Gelişen yapay zeka, otomasyon, veri teknolojileri sadece mavi yaka değil, beyaz yakalıların da yakın gelecekte işlerini kaybetmelerine yol açabilir. Ve hatta yol açmaya başladı bile. İnsanların bu yeni ve zorlayıcı düzende ayakta kalabilmek için yeni beceri setlerine sahip olması elzem.
Çağımızda başarılı olan ülkeler beceriler yarışını iyi yönetip ve alanda ilerleyenler olacak.
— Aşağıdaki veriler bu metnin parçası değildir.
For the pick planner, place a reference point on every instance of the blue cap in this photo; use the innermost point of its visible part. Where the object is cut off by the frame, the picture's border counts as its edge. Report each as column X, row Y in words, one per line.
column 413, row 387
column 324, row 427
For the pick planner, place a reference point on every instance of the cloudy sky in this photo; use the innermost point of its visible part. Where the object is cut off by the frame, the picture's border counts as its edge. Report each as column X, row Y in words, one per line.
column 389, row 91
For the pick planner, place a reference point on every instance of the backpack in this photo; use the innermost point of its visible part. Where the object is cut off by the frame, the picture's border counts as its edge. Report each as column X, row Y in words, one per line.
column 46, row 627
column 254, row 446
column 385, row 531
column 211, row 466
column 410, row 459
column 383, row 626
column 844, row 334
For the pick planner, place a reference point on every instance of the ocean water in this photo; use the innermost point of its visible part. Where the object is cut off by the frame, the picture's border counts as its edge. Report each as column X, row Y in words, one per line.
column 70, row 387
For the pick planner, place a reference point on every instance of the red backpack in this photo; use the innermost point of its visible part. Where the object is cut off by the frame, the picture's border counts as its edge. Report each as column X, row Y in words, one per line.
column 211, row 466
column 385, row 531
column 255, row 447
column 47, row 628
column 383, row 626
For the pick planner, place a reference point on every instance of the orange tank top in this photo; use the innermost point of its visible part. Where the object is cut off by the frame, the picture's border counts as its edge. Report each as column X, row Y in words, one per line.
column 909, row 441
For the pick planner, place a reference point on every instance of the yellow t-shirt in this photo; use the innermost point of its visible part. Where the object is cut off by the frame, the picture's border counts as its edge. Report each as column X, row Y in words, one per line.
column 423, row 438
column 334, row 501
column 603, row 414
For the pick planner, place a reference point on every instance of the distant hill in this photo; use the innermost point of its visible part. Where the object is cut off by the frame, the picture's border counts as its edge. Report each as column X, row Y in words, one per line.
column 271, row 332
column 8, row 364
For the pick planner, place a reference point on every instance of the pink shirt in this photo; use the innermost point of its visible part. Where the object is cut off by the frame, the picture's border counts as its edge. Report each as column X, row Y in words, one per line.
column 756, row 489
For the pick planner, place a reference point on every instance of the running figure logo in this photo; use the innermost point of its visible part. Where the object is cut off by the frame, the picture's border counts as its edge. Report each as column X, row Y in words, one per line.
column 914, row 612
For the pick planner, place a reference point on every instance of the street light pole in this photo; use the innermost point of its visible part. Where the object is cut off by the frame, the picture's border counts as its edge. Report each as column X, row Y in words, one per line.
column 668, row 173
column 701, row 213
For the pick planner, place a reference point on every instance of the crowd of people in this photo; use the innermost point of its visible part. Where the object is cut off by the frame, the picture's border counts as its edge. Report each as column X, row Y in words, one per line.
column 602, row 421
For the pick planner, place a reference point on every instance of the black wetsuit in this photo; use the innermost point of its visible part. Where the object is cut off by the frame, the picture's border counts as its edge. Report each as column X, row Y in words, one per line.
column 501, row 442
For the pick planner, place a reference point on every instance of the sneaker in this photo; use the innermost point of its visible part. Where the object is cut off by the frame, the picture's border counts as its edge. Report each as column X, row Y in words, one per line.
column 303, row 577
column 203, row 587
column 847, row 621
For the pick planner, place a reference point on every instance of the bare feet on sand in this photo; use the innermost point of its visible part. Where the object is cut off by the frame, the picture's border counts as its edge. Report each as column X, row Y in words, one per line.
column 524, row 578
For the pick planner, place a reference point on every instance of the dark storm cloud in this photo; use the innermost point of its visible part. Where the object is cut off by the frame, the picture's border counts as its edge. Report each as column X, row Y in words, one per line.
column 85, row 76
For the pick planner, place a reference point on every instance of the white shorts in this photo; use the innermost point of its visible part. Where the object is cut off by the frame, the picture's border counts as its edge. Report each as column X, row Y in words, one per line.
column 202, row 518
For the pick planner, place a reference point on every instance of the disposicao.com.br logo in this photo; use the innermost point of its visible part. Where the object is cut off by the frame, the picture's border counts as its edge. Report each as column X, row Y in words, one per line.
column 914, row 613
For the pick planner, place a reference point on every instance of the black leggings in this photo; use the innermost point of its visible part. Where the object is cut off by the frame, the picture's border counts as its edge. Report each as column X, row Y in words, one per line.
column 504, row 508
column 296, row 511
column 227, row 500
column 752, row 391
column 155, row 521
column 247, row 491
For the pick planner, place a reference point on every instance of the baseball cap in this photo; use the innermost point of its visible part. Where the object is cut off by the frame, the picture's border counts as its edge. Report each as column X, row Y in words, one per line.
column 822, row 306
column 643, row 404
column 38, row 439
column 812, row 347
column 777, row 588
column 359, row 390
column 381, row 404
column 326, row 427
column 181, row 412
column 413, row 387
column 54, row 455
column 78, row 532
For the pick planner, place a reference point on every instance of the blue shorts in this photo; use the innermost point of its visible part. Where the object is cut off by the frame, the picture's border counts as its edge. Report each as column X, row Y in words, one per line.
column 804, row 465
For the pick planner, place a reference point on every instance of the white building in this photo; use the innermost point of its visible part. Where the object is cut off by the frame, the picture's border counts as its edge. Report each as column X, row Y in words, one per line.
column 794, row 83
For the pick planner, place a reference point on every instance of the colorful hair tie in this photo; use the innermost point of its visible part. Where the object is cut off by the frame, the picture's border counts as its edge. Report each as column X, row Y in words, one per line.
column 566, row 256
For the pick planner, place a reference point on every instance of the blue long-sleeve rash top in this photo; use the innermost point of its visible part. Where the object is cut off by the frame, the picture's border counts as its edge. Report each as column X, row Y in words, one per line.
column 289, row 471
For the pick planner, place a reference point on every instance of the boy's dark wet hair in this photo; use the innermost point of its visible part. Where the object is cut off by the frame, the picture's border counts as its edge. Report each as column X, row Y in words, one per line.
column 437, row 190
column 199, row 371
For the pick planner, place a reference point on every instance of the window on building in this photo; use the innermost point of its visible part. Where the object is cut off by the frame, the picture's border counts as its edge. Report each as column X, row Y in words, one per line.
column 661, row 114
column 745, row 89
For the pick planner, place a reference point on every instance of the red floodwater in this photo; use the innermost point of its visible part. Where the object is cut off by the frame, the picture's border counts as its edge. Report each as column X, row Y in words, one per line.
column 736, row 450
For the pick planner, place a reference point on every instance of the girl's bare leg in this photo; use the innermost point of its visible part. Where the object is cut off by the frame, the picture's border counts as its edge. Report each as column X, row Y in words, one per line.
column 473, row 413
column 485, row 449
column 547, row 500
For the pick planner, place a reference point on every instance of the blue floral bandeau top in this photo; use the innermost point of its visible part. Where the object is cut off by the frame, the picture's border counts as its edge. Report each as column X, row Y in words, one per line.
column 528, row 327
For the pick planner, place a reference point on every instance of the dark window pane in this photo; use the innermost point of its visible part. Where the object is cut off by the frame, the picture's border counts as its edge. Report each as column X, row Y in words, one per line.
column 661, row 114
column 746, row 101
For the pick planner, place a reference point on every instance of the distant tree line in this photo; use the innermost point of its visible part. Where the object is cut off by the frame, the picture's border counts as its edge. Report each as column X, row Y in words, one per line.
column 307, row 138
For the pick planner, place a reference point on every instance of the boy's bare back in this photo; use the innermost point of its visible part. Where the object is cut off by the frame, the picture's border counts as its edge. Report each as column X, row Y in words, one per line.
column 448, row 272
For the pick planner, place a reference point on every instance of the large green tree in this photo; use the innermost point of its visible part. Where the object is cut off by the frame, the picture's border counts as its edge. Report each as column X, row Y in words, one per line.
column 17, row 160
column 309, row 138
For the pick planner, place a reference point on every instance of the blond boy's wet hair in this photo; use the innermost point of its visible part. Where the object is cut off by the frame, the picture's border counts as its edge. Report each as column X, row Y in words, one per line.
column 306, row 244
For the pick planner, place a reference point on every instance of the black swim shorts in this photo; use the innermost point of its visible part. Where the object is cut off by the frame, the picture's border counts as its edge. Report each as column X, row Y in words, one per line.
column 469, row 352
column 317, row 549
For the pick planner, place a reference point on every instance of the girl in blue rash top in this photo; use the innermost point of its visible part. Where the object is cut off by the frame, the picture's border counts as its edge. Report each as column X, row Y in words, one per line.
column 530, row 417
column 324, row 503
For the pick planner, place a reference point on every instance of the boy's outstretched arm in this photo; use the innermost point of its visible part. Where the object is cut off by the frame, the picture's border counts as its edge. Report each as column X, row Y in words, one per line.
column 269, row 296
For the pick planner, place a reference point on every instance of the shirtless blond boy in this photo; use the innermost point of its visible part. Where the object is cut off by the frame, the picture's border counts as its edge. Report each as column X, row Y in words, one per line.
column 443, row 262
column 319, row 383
Avrupa Birliği her yıl bir tema seçerek o tema etrafında odaklıyor çalışma ve etkinliklerini. İçinde bulunduğumuz 2023 yılı da Avrupa Beceriler Yılı olarak belirlendi. Avrupa Birliği'nde, birliği zorlamaya devam eden, iş gücünün beceri eksikliklerini ele alması için bir fırsat bu yıl. AB, yenilikçiliği ve rekabetçiliği teşvik etmek için daha yüksek vasıflı işgücüne duyulan ihtiyacı uzun zamandır kabul ediyor ancak ilerleme yavaş oldu denebilir, hala istenen noktanîn gerisindeyiz AB'de. Yeşil ve dijital geçişler, teknolojik devrim hız kazandıkça, vasıflı işgücüne duyulan ihtiyaç hiç olmadığı kadar acil. Avrupa Beceriler Yılı, yaşam boyu öğrenmeye yeni bir ivme kazandıracak, insanları ve şirketleri yeşil ve dijital geçişlere katkıda bulunmaları için güçlendirecek, yenilikçiliği ve rekabetçiliği destekleyecek.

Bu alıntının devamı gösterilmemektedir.